Speaking with Marie Claire, the Duchess of Sussex opened up about her reasons for exercising her right to vote.

“I know what it's like to have a voice, and also what it's like to feel voiceless," the 39-year-old said. “I also know that so many men and women have put their lives on the line for us to be heard.

“And that opportunity, that fundamental right, is in our ability to exercise our right to vote and to make all of our voices heard."

The duchess also shared a “favourite” quote from New Zealand suffragist Kate Sheppard, which she said her and her husband Prince Harry have “referred to often”.

“One of my favourite quotes, and one that my husband and I have referred to often, is from Kate Sheppard, a leader in the suffragist movement in New Zealand, who said: 'Do not think your single vote does not matter much. The rain that refreshes the parched ground is made up of single drops,'" Meghan, who was born in the United States, told the outlet. "That is why I vote."

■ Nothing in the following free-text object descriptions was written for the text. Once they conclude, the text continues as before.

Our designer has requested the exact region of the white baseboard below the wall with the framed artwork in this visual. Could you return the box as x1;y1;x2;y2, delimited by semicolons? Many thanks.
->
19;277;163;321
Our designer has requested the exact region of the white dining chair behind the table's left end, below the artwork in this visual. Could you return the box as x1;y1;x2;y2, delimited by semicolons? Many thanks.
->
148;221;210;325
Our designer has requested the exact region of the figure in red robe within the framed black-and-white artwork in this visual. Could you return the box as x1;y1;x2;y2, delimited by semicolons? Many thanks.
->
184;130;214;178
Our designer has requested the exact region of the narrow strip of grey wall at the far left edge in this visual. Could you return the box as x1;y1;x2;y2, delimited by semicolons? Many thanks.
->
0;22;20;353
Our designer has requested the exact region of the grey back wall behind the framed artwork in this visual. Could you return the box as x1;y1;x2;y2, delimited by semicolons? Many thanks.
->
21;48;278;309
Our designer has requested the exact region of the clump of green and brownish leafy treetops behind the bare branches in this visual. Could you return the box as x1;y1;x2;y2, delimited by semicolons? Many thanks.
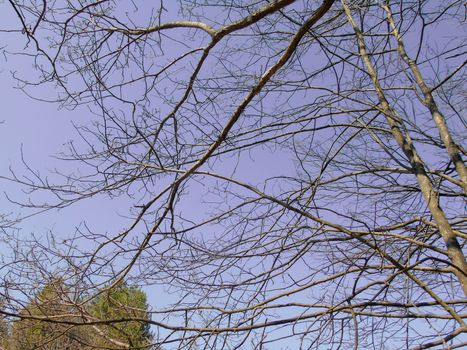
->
4;280;152;350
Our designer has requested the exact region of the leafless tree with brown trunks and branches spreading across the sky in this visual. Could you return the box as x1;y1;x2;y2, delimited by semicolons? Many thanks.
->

The duchess was among 100 influential women, including Hillary Clinton and Oprah Winfrey, Michelle Obama and Alexandria Ocasio-Cortez, who opened up about why they would be exercising their right to vote for the outlet’s digital August issue.

This is not the first time Meghan has been outspoken about the importance of voting in elections.

During a visit to New Zealand in 2018, the duchess delivered a speech about women’s suffrage in commemoration of the 125th anniversary of women achieving the right to vote in the country.

“Women’s suffrage is about feminism, but feminism is about fairness. Suffrage is not simply about the right to vote, but also about what that represents: the basic and fundamental human right of being able to participate in the choices for your future and that of your community,” Meghan said at the time.

Typically, members of the royal family do not vote in an effort to stay neutral, despite there being no law against it.

The royal family’s website states: “As Head of State The Queen has to remain strictly neutral with respect to political matters. By convention, The Queen does not vote or stand for election, however Her Majesty does have important ceremonial and formal roles in relation to the government of the UK.”